A warning would be issued and this law would not be enforced unless a complaint is made. This was stated by the board but not written into the law.
The danger is that a future board might look at this law as a cash cow. Many homes are not compliant. It could be a rather large fine at a few hundred dollars a day after a week or a month. But understanding the logic, intent and spirit of the law is as important as the letter of the law when defending oneself. The time and energy spent in defining this law was well worth it.
Obviously, Councilman Colligan is taking the lead in Town Hall. But he is wrong to limit public involvement in our government. I suggest that the board make less unnecessary laws and focus on more important issues like ticks and the aging nuclear power plant that is just 15 miles away. An emergency was declared there last May.
To the Editor:
Your front page story of Finnegan, the great white shark (“Just when you thought it was safe,” July 7), sounds clever and funny at first glance. As a summer visitor to Shelter Island for many years, I have been the recipient and the creator of many pranks on the Island. I enjoy a good practical joke as much as, if not more than, most people.
However, as I thought about this one, I think it is carrying a prank too far. There are so many legitimate shark attacks that have ended tragically, that many people are at least somewhat cautious about swimming in open water.

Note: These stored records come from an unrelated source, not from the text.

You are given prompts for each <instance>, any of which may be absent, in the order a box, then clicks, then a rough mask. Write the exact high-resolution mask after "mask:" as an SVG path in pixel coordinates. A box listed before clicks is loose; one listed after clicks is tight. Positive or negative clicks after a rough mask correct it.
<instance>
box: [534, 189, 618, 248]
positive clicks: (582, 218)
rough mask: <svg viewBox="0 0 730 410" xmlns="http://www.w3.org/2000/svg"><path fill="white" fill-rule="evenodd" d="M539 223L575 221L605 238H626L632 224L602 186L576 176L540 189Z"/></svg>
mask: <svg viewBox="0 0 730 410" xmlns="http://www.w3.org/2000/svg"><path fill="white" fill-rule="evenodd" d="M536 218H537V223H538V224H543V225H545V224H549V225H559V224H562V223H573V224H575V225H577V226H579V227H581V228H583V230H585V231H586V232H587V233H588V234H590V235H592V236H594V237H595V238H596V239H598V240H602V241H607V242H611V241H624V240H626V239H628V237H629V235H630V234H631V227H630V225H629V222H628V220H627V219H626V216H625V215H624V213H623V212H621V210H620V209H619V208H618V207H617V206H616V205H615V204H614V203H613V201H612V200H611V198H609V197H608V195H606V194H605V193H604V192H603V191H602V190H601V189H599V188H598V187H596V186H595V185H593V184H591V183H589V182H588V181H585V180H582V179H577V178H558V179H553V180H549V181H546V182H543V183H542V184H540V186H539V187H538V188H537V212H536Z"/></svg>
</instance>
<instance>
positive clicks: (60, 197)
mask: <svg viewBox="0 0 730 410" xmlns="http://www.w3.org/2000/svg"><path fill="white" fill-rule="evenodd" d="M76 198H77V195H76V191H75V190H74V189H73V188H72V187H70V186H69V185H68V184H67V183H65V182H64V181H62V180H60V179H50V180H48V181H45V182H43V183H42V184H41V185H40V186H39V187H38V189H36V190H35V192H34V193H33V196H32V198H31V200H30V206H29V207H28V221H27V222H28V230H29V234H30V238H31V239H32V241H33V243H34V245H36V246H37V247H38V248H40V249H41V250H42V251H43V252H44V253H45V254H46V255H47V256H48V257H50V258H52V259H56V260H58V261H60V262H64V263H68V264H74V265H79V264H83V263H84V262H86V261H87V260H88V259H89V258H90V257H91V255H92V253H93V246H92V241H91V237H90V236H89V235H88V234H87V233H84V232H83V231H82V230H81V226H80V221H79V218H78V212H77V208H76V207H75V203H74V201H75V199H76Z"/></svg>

Even though I now know about Finnegan, if I turned around and saw that shark near me while swimming in Peconic Bay, I would be terrified, if only for a few seconds, and I do not scare easily. The incident would definitely stay with me. The person who thought of this prank is obviously very creative, and so must be clever enough to find something else to do that would be equally funny without giving a major fright to unsuspecting swimmers.
Blufton, South Carolina
Editor’s note: As the story mentioned, the location was not in open waters but West Neck Creek, and Captain Glenn Waddington was very much in on the joke.